Tormenta de ideas sobre el futuro político del país (II)

Según los autores, muchos intelectuales están en deuda con la sociedad y no advirtieron este presente.

Leímos con atención el reportaje a José Nun, pues su intervención ofrece un incisivo análisis del actual proceso político, a la luz de una visión de largo plazo a lo que se suma un gran coraje intelectual. No es poco. No nos sorprendió la réplica escrita por Charosky, Mocca, Novaro y Palermo, pues ésta se corresponde con una posición política que ha sido hegemónica en las ciencias sociales de los años 80 y 90 y que se ve cuestionada por los argumentos de Nun. Es por ello que querríamos indagar en algunos supuestos que hay detrás de estas afirmaciones.

Desde 1983 los temas privilegiados por las ciencias sociales han contribuido activamente a la creciente disociación entre lo político y lo social. Esto se hizo visible en la escasa atención que las ciencias políticas prestaron a los efectos de la desestructuración social y las transformaciones del mundo popular ocurridas en los últimos veinticinco años. Este viraje mayor respondía a la exigencia de dar paso a la formación de un nuevo “espíritu científico”, para decirlo con términos de Bachelard; condición percibida como intelectualmente necesaria para poder purgar las “culpas ideológicas” del pasado, asociadas a las posturas maximalistas de los años 60 y 70. El doble viraje conllevó para algunos la necesidad de “reformatear” el disco rígido, al tiempo que abrió el espacio para las nuevas opciones políticas (Alfonsín, el Frepaso, la Alianza, pero también cierta forma de respaldo al menemismo exitoso).

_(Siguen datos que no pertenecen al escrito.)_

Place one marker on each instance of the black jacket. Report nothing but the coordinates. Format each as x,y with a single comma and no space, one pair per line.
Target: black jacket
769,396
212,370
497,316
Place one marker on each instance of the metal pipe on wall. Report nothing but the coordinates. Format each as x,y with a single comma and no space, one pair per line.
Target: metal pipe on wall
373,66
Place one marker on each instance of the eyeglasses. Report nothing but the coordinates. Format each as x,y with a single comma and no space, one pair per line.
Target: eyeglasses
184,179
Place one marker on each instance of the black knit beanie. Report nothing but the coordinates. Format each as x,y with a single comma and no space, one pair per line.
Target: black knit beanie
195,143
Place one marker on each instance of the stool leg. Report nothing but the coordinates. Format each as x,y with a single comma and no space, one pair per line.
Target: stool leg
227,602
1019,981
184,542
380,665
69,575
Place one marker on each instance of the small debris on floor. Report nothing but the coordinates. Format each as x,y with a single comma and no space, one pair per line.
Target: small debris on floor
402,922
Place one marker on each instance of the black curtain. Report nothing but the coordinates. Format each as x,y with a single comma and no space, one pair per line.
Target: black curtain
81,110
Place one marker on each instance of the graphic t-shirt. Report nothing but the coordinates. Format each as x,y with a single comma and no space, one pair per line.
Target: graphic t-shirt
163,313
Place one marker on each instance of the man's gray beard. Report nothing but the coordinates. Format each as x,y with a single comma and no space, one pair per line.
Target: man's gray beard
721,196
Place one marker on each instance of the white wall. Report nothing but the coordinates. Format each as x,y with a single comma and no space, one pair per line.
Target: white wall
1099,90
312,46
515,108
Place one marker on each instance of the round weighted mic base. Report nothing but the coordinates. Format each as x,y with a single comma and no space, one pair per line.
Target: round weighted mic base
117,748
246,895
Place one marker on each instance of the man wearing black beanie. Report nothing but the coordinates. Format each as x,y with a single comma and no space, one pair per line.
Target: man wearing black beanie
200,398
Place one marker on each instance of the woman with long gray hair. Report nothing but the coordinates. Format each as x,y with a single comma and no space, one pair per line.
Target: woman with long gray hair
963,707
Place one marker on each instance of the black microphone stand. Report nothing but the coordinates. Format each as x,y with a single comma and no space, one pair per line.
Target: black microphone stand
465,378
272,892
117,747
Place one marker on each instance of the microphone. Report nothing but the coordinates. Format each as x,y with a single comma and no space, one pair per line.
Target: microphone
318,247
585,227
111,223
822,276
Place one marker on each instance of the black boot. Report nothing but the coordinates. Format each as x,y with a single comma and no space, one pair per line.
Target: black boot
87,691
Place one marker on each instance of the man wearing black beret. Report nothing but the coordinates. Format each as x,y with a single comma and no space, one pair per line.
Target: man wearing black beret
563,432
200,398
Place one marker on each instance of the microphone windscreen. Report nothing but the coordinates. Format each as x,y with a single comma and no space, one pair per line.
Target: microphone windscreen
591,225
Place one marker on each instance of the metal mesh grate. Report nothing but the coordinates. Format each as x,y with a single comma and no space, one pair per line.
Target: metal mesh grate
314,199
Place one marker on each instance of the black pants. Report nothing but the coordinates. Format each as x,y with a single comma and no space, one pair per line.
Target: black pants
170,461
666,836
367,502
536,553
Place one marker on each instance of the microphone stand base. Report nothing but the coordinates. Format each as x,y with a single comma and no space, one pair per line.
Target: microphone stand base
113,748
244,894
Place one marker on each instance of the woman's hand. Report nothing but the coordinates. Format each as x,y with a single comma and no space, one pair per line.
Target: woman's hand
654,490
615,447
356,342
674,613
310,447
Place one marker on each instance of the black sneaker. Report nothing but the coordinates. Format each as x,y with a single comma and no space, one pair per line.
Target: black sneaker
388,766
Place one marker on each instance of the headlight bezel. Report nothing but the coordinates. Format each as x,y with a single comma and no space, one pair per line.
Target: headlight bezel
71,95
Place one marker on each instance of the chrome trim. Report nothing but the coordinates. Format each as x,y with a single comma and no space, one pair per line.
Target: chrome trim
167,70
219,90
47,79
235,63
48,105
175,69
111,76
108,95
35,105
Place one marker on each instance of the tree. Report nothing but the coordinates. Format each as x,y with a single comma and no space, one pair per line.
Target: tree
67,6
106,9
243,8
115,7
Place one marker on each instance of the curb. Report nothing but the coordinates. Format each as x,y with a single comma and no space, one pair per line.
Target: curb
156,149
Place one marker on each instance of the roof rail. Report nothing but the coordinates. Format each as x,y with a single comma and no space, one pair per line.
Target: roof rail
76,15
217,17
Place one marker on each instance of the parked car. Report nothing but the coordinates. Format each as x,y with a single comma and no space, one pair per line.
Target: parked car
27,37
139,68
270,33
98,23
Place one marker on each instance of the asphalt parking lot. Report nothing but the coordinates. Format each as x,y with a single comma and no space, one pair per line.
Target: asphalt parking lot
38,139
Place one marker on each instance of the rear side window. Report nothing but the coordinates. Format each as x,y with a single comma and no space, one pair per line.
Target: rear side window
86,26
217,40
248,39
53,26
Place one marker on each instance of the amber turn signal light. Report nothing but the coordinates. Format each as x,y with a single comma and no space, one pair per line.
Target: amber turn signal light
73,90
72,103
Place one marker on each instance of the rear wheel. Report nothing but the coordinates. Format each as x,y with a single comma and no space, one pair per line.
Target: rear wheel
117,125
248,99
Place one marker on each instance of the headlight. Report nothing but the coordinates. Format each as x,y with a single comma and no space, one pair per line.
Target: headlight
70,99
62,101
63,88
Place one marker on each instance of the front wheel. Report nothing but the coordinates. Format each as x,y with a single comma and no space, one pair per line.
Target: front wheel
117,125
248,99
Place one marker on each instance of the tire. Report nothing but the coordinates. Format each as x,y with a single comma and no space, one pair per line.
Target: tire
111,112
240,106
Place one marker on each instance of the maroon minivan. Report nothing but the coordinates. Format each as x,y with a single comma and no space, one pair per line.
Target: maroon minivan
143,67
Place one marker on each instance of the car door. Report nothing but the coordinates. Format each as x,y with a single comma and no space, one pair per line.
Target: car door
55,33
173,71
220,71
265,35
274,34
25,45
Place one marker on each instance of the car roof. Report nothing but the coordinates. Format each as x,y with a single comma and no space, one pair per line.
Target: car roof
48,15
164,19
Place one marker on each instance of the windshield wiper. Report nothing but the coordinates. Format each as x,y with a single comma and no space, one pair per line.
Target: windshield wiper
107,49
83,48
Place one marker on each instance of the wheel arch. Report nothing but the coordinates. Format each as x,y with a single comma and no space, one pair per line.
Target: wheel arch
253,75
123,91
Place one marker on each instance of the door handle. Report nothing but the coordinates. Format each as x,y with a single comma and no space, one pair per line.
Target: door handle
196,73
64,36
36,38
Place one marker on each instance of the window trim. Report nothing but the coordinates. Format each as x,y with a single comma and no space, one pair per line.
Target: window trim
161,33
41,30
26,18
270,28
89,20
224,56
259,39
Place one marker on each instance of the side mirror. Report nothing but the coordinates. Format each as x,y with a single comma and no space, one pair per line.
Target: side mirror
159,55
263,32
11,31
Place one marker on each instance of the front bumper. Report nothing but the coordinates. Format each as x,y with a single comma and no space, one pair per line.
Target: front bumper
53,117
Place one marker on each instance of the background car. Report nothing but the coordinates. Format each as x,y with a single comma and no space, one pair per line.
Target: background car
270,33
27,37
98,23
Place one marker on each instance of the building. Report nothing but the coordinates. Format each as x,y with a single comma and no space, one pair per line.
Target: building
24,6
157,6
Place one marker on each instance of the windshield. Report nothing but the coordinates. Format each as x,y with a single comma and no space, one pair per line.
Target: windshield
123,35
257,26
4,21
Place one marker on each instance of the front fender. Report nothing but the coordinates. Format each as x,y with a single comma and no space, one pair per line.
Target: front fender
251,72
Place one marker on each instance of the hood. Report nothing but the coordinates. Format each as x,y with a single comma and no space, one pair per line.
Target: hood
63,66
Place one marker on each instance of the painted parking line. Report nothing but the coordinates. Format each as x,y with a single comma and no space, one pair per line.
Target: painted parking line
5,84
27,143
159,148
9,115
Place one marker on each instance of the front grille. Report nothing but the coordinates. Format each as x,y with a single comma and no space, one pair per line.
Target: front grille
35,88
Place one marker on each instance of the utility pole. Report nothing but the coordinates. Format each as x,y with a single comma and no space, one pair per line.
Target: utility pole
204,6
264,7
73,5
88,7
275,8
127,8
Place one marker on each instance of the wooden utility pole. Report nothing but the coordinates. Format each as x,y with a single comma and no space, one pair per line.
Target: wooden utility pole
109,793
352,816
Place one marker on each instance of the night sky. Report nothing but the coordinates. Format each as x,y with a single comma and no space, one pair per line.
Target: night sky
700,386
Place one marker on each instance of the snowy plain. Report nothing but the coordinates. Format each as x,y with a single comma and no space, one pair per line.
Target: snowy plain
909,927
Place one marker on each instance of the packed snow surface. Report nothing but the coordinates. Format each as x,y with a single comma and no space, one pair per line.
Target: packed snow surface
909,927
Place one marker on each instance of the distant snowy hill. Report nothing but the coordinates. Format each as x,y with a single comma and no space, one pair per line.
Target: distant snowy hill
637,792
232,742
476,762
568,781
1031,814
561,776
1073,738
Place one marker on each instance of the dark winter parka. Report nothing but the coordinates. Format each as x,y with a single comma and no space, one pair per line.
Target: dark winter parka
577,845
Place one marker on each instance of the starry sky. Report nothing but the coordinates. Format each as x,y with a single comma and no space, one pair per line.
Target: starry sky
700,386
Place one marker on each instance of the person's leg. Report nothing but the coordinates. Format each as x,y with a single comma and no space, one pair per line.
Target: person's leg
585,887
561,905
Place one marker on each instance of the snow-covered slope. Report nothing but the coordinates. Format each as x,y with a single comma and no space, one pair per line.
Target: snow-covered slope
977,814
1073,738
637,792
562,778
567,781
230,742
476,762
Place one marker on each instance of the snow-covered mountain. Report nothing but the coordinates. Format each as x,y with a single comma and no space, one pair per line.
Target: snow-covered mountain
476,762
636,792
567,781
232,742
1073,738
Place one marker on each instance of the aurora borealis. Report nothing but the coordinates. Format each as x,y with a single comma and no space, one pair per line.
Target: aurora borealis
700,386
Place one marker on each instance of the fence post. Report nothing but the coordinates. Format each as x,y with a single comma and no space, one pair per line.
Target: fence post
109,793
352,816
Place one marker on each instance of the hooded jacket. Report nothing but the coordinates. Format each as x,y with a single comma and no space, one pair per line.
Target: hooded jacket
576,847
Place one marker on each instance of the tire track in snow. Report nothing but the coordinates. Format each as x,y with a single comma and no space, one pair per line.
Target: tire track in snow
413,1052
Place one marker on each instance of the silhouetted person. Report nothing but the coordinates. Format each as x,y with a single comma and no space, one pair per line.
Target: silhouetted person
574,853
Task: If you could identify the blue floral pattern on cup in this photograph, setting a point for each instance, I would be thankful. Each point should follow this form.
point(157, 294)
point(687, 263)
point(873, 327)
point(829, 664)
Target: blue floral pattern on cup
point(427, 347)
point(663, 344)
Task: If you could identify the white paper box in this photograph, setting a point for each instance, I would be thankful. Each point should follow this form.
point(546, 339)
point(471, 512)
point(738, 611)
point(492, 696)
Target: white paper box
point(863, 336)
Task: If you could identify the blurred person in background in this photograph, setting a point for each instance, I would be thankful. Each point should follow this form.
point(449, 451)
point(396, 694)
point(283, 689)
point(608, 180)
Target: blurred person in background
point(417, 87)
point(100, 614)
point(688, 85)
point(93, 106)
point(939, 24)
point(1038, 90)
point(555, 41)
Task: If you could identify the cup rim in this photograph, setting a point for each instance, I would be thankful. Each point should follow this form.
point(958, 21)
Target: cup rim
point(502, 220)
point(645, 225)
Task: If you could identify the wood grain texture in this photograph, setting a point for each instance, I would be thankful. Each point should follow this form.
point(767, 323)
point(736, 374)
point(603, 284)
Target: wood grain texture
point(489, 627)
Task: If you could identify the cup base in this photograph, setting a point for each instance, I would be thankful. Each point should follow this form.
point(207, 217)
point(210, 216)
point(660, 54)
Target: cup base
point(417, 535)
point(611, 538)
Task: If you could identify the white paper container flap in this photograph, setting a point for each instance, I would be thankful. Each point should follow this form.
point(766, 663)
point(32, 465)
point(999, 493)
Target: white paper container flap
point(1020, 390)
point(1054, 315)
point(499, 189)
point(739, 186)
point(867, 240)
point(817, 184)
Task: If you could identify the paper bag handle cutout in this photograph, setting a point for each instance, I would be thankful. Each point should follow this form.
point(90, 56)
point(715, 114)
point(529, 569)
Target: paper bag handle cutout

Así, entre los 80 y los 90, una parte de las ciencias sociales se volcó al análisis de los procesos políticos asociados a la “transición democrática” y a la consolidación de ese orden político, y más tarde, a los “liderazgos personalistas” o al “decisionismo” todopoderoso de un gobierno que se desembarazaba del Estado. Pero el problema no estaba en la elección de los temas (justificados por la necesidad histórica de afirmar la democracia), sino en el hecho de que se defendió un formalismo institucional a rajatabla y se sostuvo una visión ridículamente abstracta de la ciudadanía y la política. Ese encandilamiento contribuyó a la desprotección (intelectual) de las clases populares, duramente golpeadas durante el período. Todo ello sin que los intelectuales fueran capaces de contribuir positivamente a la construcción de estructuras de organización y participación que les permitieran apropiarse eficazmente del nuevo espacio político.

No es extraño entonces que, a fines de 2001, cuando se produjo el regreso de la política a las calles, una parte del mundo intelectual quedara desprovisto de instrumentos analíticos adecuados para leer el alcance de esta inflexión. Ese desarraigo se manifiesta en dos posiciones extremas: una desconfianza básica en la articulación de toda experiencia “desde abajo”, y un optimismo igualmente ilusorio respecto del alcance de lo que se empieza a construir.

No se puede seguir desconfiando del derecho a salir a la calle o continuar denegando el peso de ciertas realidades, porque la disociación subsiste y el verdadero peligro no es que una refundación de las instituciones sea llevada a cabo “con el aliento de las masas en la nuca”, sino que éstas no se reformen nada y todo acabe después de las elecciones, con una gran represión de las fuerzas sociales movilizadas. Apostemos a que el proceso de acumulación organizacional y participativo se traduzca en una nueva producción institucional.

Todos somos conscientes de que la Argentina se ha convertido en un país caracterizado por una fragmentación social creciente en el cual coexisten, sin tocarse, universos muy desiguales en términos de posición y oportunidades de vida. Así, los universos por los cuales transitamos algunos intelectuales nos plantean conflictos de pertenencia, generándonos malestares éticos-ideológicos. Sin embargo ¿quién podría negar la naturaleza anfibia del intelectual, uno de cuyos mayores desafíos consiste precisamente en no renunciar a la multipertenencia, sino más bien en tratar de pensar creativamente en los cruces, en los puentes, aún fugaces y precarios, entre aquellos universos tan diferentes?

En definitiva, éstas son algunas de las tareas que plantea Nun, subrayando la deuda que los intelectuales tenemos con la sociedad argentina. Así, el escaso registro que de esta situación muestran ciertos intelectuales tiene menos que ver con la mala fe o la esquizofrenia, y más con el hecho de que no escuchan y no ven porque viven en su mundo, y se sienten bien instalados dentro de los límites de ese universo.